Large find of medieval artefacts in Lincolnshire

Medieval artefacts unearthed in Lincolnshire
Image caption A tap, belt buckle, bell, coin, part of a bookplate clasp and chalice cover were part of the large find

More than 45,000 medieval artefacts have been unearthed in Lincolnshire.

Excavations at the Crown Estate in Sempringham, between Sleaford and Bourne, involved 10 archaeologists and took almost seven weeks to complete.

They unearthed thousands of artefacts including a tap, belt buckle, animal bell and chalice cover.

The items are currently being held and studied at the Lincolnshire Archives. Although not on public display they can be viewed on request.

Surveys of the land taken with aerial photography had indicated the layout of a former 12th Century priory, similar in size to Westminster Abbey.

'Extraordinary' tap

One of the most talked about finds from the dig, undertaken on behalf of English Heritage, was a rare tap.

Paul Cope-Faulkner, a medieval expert from Archaeological Project Services, who participated in the fieldwork said: "We didn't expect to find anything as extraordinary when we began the project.

"To unearth a tap in this condition is incredibly rare. Only six similar items exist in the country."
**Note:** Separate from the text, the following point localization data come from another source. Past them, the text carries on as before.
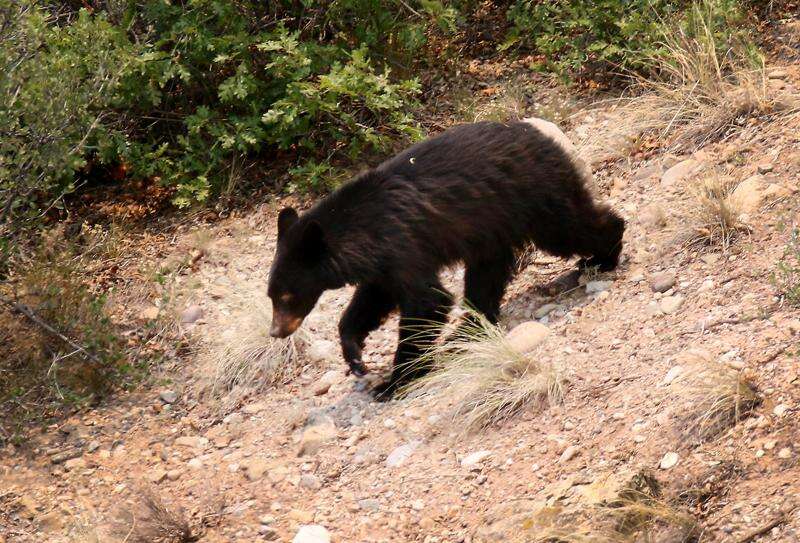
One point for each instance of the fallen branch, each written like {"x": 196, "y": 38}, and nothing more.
{"x": 34, "y": 318}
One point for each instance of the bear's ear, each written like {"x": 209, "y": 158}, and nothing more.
{"x": 286, "y": 218}
{"x": 313, "y": 241}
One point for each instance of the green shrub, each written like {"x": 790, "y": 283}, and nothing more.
{"x": 56, "y": 90}
{"x": 249, "y": 79}
{"x": 787, "y": 275}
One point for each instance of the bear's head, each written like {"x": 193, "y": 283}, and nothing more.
{"x": 297, "y": 277}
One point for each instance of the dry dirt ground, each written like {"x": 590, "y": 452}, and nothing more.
{"x": 318, "y": 451}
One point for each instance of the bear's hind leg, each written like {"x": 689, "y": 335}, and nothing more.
{"x": 423, "y": 312}
{"x": 370, "y": 305}
{"x": 485, "y": 283}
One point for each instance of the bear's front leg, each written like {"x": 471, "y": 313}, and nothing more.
{"x": 371, "y": 304}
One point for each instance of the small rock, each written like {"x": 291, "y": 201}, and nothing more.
{"x": 191, "y": 314}
{"x": 255, "y": 468}
{"x": 325, "y": 382}
{"x": 156, "y": 476}
{"x": 149, "y": 313}
{"x": 62, "y": 457}
{"x": 369, "y": 505}
{"x": 194, "y": 442}
{"x": 74, "y": 463}
{"x": 301, "y": 516}
{"x": 669, "y": 461}
{"x": 662, "y": 282}
{"x": 310, "y": 482}
{"x": 475, "y": 458}
{"x": 671, "y": 304}
{"x": 315, "y": 437}
{"x": 544, "y": 310}
{"x": 253, "y": 408}
{"x": 672, "y": 374}
{"x": 569, "y": 453}
{"x": 398, "y": 456}
{"x": 749, "y": 194}
{"x": 653, "y": 216}
{"x": 527, "y": 336}
{"x": 680, "y": 171}
{"x": 653, "y": 309}
{"x": 595, "y": 287}
{"x": 168, "y": 396}
{"x": 312, "y": 534}
{"x": 268, "y": 533}
{"x": 780, "y": 410}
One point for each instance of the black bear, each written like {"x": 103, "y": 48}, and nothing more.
{"x": 477, "y": 193}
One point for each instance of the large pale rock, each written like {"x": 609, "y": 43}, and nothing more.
{"x": 526, "y": 336}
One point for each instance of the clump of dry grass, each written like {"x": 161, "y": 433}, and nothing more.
{"x": 246, "y": 359}
{"x": 153, "y": 521}
{"x": 634, "y": 518}
{"x": 483, "y": 378}
{"x": 703, "y": 89}
{"x": 714, "y": 216}
{"x": 719, "y": 395}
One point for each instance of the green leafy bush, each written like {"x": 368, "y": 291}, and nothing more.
{"x": 57, "y": 86}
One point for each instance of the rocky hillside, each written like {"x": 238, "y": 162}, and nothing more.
{"x": 677, "y": 419}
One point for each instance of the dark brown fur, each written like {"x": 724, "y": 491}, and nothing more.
{"x": 476, "y": 194}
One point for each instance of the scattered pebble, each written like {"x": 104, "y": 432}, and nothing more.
{"x": 475, "y": 458}
{"x": 669, "y": 460}
{"x": 168, "y": 396}
{"x": 398, "y": 456}
{"x": 595, "y": 287}
{"x": 662, "y": 282}
{"x": 671, "y": 304}
{"x": 569, "y": 453}
{"x": 312, "y": 534}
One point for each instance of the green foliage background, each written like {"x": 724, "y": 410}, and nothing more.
{"x": 186, "y": 92}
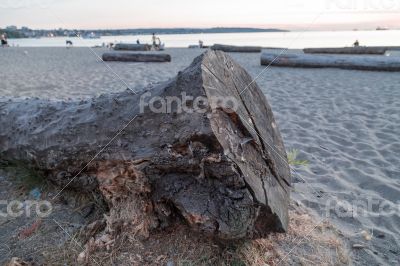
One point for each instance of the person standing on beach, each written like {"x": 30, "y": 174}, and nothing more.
{"x": 4, "y": 42}
{"x": 154, "y": 39}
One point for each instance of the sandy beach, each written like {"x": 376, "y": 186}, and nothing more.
{"x": 345, "y": 123}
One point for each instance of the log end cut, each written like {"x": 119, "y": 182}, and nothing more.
{"x": 223, "y": 170}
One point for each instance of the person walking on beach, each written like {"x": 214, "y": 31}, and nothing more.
{"x": 4, "y": 42}
{"x": 154, "y": 40}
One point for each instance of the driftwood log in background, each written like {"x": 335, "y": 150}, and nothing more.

The priory itself was built by Saint Gilbert of Sempringham.

He was the only English saint to have founded a monastic order.

The priory would have been stripped of many assets during the reign of King Henry VIII.

Mr Cope-Faulkner said: "During the dissolution of the monasteries in 1538, Henry VIII disposed of their assets and metal items such as this were usually put into furnaces and melted."